Answer the following questions:

a) How many cycles does the loop above take to execute if no branch prediction is used?

b) Suppose that a static BTFNT (backward taken-forward not taken) branch prediction scheme is used to predict branches.

i. How many cycles does the above loop take to execute with this scheme?

ii. What is the branch prediction accuracy?

iii. What is the prediction accuracy for each branch?

c) Suppose that we would like to use "delayed branch" instead of predicting the branches. The branch delay slot comprises 3 instructions. This means that the three instructions that are after the branch instruction in the straightline program are always executed (regardless of whether or not the branch is taken). Compiler finds the appropriate instructions to insert into these slots.

i. You are the compiler. Modify the above code so that it takes into account the branch delay slots and makes the best possible use of them.
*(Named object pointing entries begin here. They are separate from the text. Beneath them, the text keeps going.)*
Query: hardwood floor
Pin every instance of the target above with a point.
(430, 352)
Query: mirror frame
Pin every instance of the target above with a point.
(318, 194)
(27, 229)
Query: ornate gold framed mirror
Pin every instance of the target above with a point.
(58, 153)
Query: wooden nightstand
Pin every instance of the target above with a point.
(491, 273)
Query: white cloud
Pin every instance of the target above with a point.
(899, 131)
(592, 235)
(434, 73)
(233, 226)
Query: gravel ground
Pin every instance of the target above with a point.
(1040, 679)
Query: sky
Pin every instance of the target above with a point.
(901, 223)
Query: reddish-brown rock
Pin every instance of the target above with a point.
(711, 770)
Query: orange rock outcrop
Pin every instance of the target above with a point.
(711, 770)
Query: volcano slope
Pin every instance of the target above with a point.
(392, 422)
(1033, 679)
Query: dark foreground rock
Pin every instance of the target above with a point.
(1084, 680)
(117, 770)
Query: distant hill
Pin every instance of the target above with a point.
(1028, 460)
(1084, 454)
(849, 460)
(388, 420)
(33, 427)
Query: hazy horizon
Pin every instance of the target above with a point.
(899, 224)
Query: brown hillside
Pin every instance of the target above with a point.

ii. How many cycles does the modified code take to execute? (Assume that NOP instructions exist and spend 1 cycle in the "Execute" stage.

d) Suppose that two-bit saturating up/down counters (as discussed in lecture) are used for branch prediction. Each branch instruction has its own counter. The counters are initialized to '10' state. Top bit of the counter is used as the prediction. Hence, the first time a branch is seen it will be predicted taken.

i. How many cycles does the above loop take to execute if two-bit counters are used for branch prediction.

ii. What is the branch prediction accuracy?

iii. What is the prediction accuracy for each branch?